Neuroblastoma (NB), which arises from embryonic neural crest cells, is the most common extra-cranial solid
tumor of childhood. Approximately half of NB patients manifest bone
metastasis accompanied with bone
pain, fractures and
bone marrow failure, leading to disturbed quality of life and poor survival. To study the mechanism of bone
metastasis of NB, we established an animal model in which intracardiac inoculation of the SK-N-AS human NB cells in nude mice developed osteolytic bone
metastases with increased osteoclastogenesis. SK-N-AS cells induced the expression of receptor activator of NF-κB
ligand and osteoclastogenesis in mouse bone marrow cells in the co-culture. SK-N-AS cells expressed COX-2
mRNA and produced substantial amounts of
prostaglandin E2 (
PGE2). In contrast, the SK-N-DZ and SK-N-FI human NB cells failed to develop bone
metastases, induce osteoclastogenesis, express COX-2
mRNA and produce
PGE2. Immunohistochemical examination of SK-N-AS bone
metastasis and subcutaneous
tumor showed strong expression of COX-2. The selective
COX-2 inhibitor NS-398 inhibited
PGE2 production and suppressed bone
metastases with reduced osteoclastogenesis.

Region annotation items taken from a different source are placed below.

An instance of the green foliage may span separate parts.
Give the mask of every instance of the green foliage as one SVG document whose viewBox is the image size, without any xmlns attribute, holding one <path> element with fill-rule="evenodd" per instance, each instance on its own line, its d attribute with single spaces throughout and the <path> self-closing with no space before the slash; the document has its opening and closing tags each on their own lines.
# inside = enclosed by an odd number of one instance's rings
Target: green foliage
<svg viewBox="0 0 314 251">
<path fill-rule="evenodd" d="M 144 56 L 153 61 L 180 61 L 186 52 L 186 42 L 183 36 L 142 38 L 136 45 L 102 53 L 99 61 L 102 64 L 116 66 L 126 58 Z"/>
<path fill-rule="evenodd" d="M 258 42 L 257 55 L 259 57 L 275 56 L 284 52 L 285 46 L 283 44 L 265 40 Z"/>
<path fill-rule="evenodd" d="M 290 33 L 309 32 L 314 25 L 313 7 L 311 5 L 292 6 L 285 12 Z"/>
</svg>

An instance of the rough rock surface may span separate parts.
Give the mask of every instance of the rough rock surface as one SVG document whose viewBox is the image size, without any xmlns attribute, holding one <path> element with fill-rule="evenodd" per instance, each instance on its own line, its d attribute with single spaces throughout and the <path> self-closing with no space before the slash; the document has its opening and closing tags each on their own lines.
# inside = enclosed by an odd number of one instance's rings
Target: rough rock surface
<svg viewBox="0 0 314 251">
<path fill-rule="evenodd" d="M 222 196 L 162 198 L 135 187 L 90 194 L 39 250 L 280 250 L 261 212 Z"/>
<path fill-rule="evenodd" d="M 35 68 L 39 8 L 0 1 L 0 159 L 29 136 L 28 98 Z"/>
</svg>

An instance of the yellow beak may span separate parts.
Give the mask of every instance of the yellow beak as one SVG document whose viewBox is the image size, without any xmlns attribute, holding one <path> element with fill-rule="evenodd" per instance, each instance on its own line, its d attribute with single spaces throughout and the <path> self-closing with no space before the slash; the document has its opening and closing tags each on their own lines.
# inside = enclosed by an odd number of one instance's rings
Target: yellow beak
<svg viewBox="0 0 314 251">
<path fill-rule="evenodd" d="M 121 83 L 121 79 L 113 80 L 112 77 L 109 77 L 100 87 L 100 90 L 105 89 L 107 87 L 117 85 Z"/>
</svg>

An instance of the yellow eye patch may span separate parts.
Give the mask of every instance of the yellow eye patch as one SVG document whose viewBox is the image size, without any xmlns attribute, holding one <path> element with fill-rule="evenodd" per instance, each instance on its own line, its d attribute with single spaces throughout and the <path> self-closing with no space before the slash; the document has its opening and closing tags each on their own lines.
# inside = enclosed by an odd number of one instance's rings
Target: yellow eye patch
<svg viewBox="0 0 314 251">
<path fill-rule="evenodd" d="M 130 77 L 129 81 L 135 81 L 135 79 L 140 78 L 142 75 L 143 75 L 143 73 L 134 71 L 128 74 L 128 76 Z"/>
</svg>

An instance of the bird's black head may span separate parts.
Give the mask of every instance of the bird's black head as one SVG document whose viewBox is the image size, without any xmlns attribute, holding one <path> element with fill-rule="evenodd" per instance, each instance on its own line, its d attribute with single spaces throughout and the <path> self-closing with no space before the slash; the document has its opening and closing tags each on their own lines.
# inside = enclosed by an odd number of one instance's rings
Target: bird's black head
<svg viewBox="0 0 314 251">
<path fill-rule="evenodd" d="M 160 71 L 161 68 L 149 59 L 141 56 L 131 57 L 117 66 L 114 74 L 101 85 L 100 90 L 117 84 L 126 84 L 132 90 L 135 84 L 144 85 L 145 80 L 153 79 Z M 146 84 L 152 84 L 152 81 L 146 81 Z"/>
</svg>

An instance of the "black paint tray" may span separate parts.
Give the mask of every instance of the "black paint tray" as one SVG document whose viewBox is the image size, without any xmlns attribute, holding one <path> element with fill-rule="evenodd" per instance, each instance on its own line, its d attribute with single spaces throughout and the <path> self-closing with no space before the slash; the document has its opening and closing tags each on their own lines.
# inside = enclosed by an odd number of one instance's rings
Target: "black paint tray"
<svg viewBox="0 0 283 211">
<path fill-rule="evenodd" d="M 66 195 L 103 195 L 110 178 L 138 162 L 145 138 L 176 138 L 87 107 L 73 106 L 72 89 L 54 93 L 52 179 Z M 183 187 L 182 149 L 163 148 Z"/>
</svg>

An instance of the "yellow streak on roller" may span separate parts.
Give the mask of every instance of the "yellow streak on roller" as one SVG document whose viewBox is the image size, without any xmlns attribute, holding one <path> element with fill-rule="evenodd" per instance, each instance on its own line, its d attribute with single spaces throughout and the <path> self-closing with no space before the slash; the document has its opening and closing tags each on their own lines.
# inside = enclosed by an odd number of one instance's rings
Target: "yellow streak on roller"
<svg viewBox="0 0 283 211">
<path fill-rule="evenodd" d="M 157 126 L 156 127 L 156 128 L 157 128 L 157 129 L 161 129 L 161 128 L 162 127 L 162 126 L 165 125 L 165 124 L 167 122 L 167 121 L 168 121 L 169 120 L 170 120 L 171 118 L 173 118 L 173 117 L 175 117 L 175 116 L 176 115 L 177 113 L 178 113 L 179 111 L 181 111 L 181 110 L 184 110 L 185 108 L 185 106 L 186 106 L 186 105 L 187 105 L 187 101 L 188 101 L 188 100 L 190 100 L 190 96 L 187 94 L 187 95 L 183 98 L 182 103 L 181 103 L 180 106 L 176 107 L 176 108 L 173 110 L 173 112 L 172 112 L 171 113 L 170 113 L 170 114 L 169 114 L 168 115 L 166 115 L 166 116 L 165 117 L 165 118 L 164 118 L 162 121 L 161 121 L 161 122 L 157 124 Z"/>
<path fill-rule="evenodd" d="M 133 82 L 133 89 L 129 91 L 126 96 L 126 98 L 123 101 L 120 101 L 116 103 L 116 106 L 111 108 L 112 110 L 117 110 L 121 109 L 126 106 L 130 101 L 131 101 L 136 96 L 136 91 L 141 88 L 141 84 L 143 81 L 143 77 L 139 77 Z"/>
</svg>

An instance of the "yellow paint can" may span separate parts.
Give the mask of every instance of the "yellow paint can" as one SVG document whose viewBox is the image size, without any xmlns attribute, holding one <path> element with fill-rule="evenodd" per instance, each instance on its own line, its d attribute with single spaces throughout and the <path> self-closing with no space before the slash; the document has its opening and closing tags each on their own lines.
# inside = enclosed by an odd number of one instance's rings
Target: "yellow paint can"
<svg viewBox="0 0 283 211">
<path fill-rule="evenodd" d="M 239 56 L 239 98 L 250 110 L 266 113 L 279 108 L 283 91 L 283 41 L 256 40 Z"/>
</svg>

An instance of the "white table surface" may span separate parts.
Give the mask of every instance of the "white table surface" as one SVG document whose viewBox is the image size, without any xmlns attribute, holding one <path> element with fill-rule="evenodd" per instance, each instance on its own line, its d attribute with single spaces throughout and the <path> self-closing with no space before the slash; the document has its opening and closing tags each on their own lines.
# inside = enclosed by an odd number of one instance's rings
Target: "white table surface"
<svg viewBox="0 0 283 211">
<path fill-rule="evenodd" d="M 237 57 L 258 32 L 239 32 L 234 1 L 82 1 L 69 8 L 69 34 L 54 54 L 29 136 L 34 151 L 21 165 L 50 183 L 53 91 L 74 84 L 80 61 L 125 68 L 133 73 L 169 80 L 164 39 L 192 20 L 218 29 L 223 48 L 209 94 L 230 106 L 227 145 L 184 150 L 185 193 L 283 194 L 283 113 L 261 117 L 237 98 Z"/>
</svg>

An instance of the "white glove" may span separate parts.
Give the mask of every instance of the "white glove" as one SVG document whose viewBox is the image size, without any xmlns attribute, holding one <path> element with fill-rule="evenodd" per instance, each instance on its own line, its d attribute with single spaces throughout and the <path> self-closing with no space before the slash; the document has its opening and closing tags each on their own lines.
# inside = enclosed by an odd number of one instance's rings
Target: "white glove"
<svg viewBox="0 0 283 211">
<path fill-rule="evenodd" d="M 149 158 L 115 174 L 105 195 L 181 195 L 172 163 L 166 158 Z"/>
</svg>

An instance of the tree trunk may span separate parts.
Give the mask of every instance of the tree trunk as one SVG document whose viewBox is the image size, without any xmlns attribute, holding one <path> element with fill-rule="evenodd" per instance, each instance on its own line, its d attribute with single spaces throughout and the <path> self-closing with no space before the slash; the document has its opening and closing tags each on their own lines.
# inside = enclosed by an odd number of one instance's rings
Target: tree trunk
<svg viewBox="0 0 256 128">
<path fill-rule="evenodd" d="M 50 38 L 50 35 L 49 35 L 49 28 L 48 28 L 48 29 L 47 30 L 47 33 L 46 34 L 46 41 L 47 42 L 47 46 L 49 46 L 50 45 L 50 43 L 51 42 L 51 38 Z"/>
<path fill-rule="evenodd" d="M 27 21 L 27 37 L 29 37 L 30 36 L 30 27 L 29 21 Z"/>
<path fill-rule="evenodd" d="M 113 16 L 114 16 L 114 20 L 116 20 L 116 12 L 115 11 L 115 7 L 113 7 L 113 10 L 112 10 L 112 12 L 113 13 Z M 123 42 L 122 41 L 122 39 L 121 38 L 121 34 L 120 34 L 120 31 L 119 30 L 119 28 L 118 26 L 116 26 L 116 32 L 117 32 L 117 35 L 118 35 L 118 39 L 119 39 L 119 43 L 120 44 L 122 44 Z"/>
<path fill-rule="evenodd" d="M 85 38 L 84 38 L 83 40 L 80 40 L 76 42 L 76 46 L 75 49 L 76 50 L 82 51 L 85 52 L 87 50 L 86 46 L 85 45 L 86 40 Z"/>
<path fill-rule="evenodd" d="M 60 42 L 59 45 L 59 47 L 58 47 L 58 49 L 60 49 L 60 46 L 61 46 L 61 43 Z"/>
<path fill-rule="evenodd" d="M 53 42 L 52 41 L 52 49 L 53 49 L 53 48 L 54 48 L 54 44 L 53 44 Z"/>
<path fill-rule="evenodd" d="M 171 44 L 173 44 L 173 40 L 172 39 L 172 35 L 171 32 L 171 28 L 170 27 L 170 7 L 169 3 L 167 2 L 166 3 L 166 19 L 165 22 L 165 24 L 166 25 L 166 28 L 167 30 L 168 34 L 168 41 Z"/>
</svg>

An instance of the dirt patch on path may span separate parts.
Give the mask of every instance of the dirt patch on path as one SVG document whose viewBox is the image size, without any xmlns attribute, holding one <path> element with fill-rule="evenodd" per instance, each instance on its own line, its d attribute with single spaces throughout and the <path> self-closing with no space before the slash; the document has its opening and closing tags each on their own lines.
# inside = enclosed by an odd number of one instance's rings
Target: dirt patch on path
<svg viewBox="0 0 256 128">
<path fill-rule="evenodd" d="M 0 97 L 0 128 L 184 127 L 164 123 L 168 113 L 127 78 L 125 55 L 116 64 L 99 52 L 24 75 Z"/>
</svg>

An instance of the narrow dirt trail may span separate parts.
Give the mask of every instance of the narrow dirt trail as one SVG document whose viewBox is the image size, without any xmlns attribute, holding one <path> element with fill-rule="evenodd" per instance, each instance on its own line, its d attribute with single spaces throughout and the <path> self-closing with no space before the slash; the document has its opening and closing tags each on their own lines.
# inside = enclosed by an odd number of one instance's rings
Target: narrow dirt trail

NS-398 also inhibited subcutaneous SK-N-AS
tumor development with decreased angiogenesis and
vascular endothelial growth factor-A expression. Of interest,
metastasis to the adrenal gland, a preferential site for NB development, was also diminished by
NS-398. Our results suggest that COX2/
PGE2 axis plays a critical role in the pathophysiology of osteolytic bone
metastases and
tumor development of the SK-NS-AS human NB. Inhibition of angiogenesis by suppressing COX-2/
PGE2 may be an effective therapeutic approach for children with NB.